Arifat, nichée entre montagnes et forêts, abrite un coin préservé où le temps semble suspendu. C’est là que le Sentier des Cascades s’étire, discret mais généreux. Le sol mousseux amortit les pas, les branches tendent leurs feuilles pour filtrer la lumière, et l’air porte l’odeur humide de la terre et du bois. On devine déjà le clapotis de l’eau avant même d’apercevoir les premières cascades, comme une promesse qui s’annonce.
Ce parcours convient aux familles comme aux randonneurs solitaires, dès 8 ans. Comptez trois quarts d’heure pour la boucle de 2 km, adaptée aux enfants si on prend son temps. Le tarif est libre, comme souvent dans ces lieux gérés par des communes. L’accès est gratuit, mais on glisse une pièce ou deux dans la boîte prévue à l’entrée, par respect pour l’entretien du sentier.
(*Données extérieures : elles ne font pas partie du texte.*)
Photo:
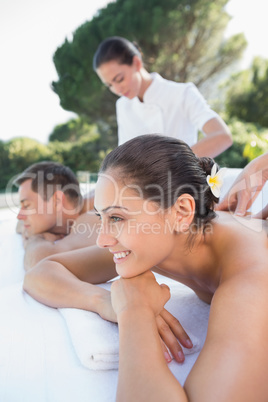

Là où les ruisseaux dévalent en petites chutes, l’eau fraîche soulage les doigts et le bruit apaise les pensées. Les pierres plates, usées par le passage, invitent à s’asseoir un moment. On ne garde pas des photos, mais des images : celles des reflets mouvants sur l’eau, des mousses accrochées aux rochers, et cette lumière dorée qui filtre entre les arbres à la fin de l’après-midi.